The Boma5 off-road wheelchair has been replaced by a more versatile model called the Boma7.


Both were designed by Chris Swift, who comes from a farming family and did ag engineering at Harper Adams. He’s also paraplegic, so he knows the problems involved in getting around fields and tracks.

The new vehicle from his Molten Rock manufacturing company uses components from the motorsport, wheelchair, mountain bike and golf buggy industries. Power comes from an 800W electric motor powered by a front-mounted battery.

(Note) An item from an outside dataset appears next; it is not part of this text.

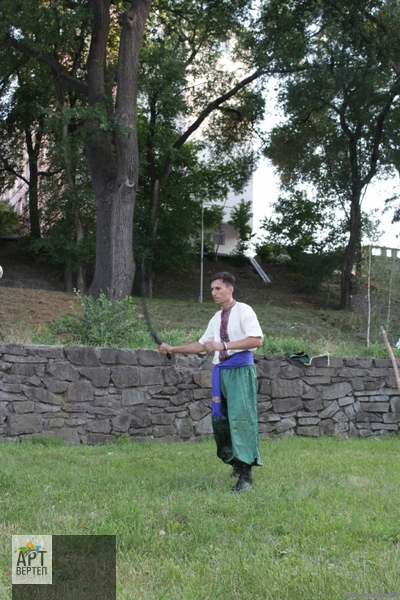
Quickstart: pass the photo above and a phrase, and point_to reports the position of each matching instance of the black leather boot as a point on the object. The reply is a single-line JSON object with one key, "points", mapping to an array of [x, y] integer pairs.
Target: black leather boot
{"points": [[245, 480]]}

The key difference between the two models, says Mr Swift, is in the range of control systems offered and the way the suspension is configured. The old model used twist-grips and motorbike-type handlebars, so users had to have some strength in both arms.

The new model has the option of being joystick-controlled, so it can be operated by users with more serious disabilities. So there are versions for people with one arm, for instance, and even a model that is controlled by the user’s head.

The suspension now uses single wishbones at the front and a quad-link set-up at the back. Cost of the whole machine is 70kg.

As with the previous version, the low-geared Boma can climb a 50-60° slope and can even be fitted with a diff-lock. It can also climb an 8in step. Range is typically 14 miles on the flat, says Mr Swift, though hills and deep mud reduce that a bit.

Some 20 machines have already been sold, says Mr Swift, and many of the users are farmer’s sons and daughters with spinal injuries, MS or Motor Neurone Disease.